Reformen und Entwicklungen in der Pflege (Stand: 2026)
Die fünf Pflegegrade bleiben 2026 bundesweit unverändert. Das Gesetz zur Befugniserweiterung und Entbürokratisierung in der Pflege (BEEP), das Anfang 2026 in Kraft tritt, soll Pflegekräfte entlasten und Abläufe vereinfachen.
Ziele der aktuellen Reformschritte sind unter anderem:
- weniger Bürokratie in der professionellen Pflege,
- bessere digitale Unterstützung und Information,
- eine praxisnähere Pflegeberatung.
Verbände mahnen zugleich an, dass weitere Reformen nötig sind, um die Begutachtungspraxis zu verbessern und berechtigte Pflegeansprüche zuverlässiger durchzusetzen.

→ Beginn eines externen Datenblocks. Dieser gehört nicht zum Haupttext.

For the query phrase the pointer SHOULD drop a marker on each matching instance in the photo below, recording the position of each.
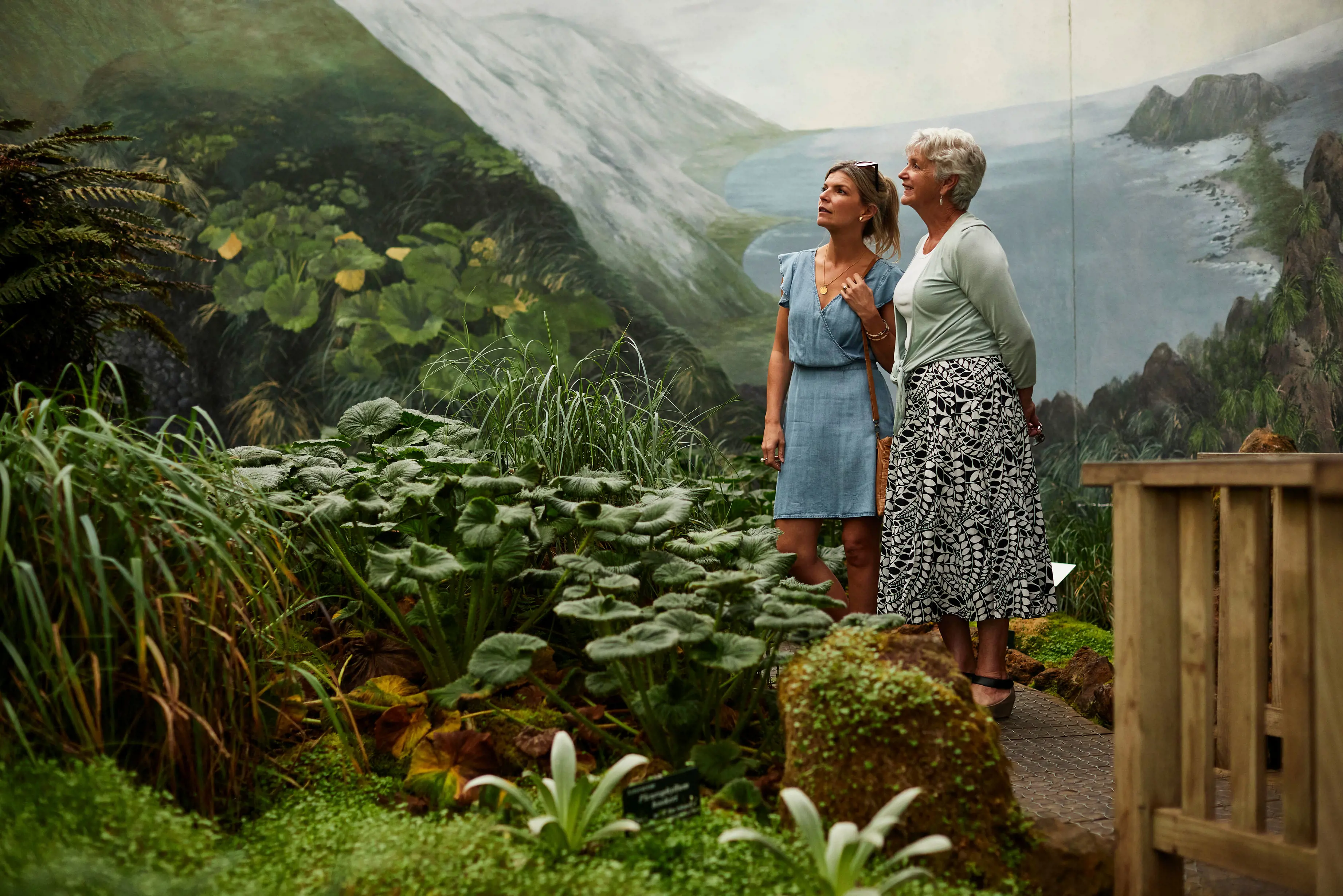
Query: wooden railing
(1166, 673)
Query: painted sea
(1114, 246)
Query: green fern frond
(1329, 288)
(1287, 308)
(1306, 218)
(96, 193)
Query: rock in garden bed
(868, 714)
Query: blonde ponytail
(883, 230)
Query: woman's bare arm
(777, 390)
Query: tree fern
(1287, 309)
(76, 242)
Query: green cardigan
(965, 305)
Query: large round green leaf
(292, 304)
(484, 479)
(402, 472)
(407, 316)
(758, 554)
(370, 420)
(658, 515)
(234, 295)
(617, 583)
(691, 628)
(325, 479)
(704, 543)
(786, 617)
(676, 601)
(479, 526)
(677, 573)
(430, 563)
(728, 652)
(254, 456)
(605, 518)
(642, 640)
(590, 484)
(504, 657)
(433, 266)
(602, 609)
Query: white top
(906, 289)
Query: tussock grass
(595, 414)
(141, 586)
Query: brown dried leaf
(445, 761)
(535, 743)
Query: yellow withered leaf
(231, 248)
(401, 729)
(350, 280)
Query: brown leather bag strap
(872, 382)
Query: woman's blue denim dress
(830, 452)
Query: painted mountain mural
(354, 221)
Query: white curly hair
(953, 152)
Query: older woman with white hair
(963, 536)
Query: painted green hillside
(355, 222)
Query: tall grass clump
(141, 582)
(594, 413)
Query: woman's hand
(864, 304)
(771, 449)
(1028, 407)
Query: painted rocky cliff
(1213, 107)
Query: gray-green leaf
(504, 657)
(642, 640)
(370, 420)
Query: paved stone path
(1064, 766)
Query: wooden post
(1147, 733)
(1245, 633)
(1198, 794)
(1329, 692)
(1294, 660)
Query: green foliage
(1063, 636)
(594, 414)
(143, 590)
(570, 802)
(98, 823)
(1276, 202)
(76, 242)
(840, 859)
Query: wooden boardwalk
(1063, 767)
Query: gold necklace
(826, 287)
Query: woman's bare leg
(955, 634)
(993, 660)
(801, 536)
(863, 550)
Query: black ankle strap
(1001, 684)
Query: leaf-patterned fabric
(965, 528)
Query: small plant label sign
(671, 796)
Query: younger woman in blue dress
(817, 399)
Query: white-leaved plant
(840, 859)
(569, 802)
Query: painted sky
(798, 62)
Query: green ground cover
(343, 833)
(1057, 637)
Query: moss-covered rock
(868, 714)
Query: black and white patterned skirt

Offizielle Informationen zu laufenden Vorhaben veröffentlicht das Bundesgesundheitsministerium.
Ihre Rechte als Versicherte und Angehörige
Als Versicherte oder Angehörige haben Sie bundesweit klar definierte Rechte:
- Pflegegrad bei der Pflegekasse beantragen.
- Einsicht in die Gutachten des MD oder von Medicproof verlangen.
- Widerspruch gegen aus Ihrer Sicht fehlerhafte Bescheide einlegen.
- Nach erfolglosem Widerspruch Klage vor dem Sozialgericht erheben.
Gerade weil viele Anträge zunächst scheitern, ist es wichtig, diese Rechte aktiv zu nutzen und sich nicht von der ersten Ablehnung entmutigen zu lassen.
FAQ: Häufige Fragen zum abgelehnten Pflegegrad
Wie lange habe ich Zeit für den Widerspruch?
In der Regel haben Sie einen Monat ab Zugang des Bescheids Zeit, Widerspruch einzulegen; entscheidend ist die Rechtsbehelfsbelehrung im Schreiben der Pflegekasse.
Muss ich den Widerspruch sofort ausführlich begründen?
Nein. Wichtig ist, dass der Widerspruch fristgerecht eingeht. Die ausführliche Begründung können Sie nachreichen, sobald Ihnen Gutachten und Unterlagen vollständig vorliegen.
Welche Unterlagen verbessern meine Chancen?
Hilfreich sind das Gutachten, aktuelle Arztbriefe, Medikamentenpläne und ein Pflegetagebuch, in dem Sie festhalten, bei welchen Tätigkeiten im Alltag Hilfe benötigt wird.
Wer unterstützt mich bundesweit beim Widerspruch?
Pflegestützpunkte, Verbraucherzentralen, die Unabhängige Patientenberatung Deutschland sowie Sozialverbände wie VdK und SoVD bieten Beratung und teilweise auch rechtliche Unterstützung an.
Kann ich später eine Höherstufung beantragen?
Ja. Verschlechtert sich der Gesundheitszustand, können Sie jederzeit eine Höherstufung beantragen. Dann findet erneut eine Begutachtung statt.
Brauche ich für eine Klage vor dem Sozialgericht zwingend eine Anwältin oder einen Anwalt?
Eine anwaltliche Vertretung ist nicht zwingend vorgeschrieben, kann aber sinnvoll sein. Alternativ können Sie sich von Sozialverbänden vertreten lassen.
Wo finde ich offizielle Informationen zur Pflegebegutachtung?
Offizielle Informationen bietet das Bundesgesundheitsministerium, außerdem die Informationsseiten der Pflegekassen und Länderportale wie der Pflegewegweiser NRW.